ق ر ر

KÖK HARFLER: ق ر ر

ANLAM: 

قَرَّ : Bir yerde yerleşmek. Sağlam, sabit hale gelmek. Kurulmak; durmak; kalmak; devam etmek. İkamet etmek. 

AÇIKLAMA:

xx

DİĞER BAZI TÜREVLER:

قَرَّتْ عَيْنُه : Gözü aydın olmak.

KUR’ÂN’DA GEÇEN TÜREVLERİ: 

Aşağıdaki tabloda Kur’ân’da geçen ve bu kökten gelen kelime türevleri, bunların gramatik adlandırılışları, Kur’ân’da kaç kere geçmiş olduğu belirtilmiş ve örnek bir ayet için, sûre/âyet numarası verilmiştir.

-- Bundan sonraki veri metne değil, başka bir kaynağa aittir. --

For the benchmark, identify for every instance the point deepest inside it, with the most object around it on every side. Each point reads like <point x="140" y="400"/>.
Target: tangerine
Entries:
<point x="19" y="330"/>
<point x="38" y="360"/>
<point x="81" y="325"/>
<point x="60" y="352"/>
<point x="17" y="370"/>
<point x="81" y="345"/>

Tür Adet Anlam Örnek Açıklama
قَرَّ fiil-I 5 İkamet etti, yerleşti 33/33
أَقَرَّ fiil-IV 4 Durdurdu, yerleştirdi; ikrar etti, hak olduğunu itiraf etti 3/81
اِسْتَقَرَّ fiil-X 1 Yerleşti, yerinde durdu 7/143
قُرَّةٌ isim 3 قُرَّةُ العَيْنِ : Göz aydınlığı 25/74
مُسْتَقِرٌّ isim 3 Yerleşmiş, oturaklı 27/40
مُسْتَقَرٌّ isim 10 Yerleşme, istikrar, yerleşme zamanı, yerleşme mekanı 6/98
قَرَارٌ isim 9 Yerleşme mekanı 40/64
قَوَارِيرُ isim 3 Billur bardak v.b, sırça, kristal (çoğul) 27/44 Tekil: قَارُورَةٌ

Toplam 38


BENZERLİKLER VE FARKLILIKLAR: 

Kök Harflerinin Yer Değişimi

Mahreci Benzeyen Kökler

Benzer Manada Kelimeler

Zıt Manada Kelimeler

TÜRKÇEYE GEÇEN KELİMELER: 

Aşağıdaki tabloda bu kökten Türkçeye geçmiş olan kelimeler, bunların Arapça yazılışları, Türkçe anlamları verilmiştir. Bu kelimelerin bazılarına günümüz Türkçesinde pek rastlanmaz. Daha çok Osmanlıca metinlerde görülmektedir.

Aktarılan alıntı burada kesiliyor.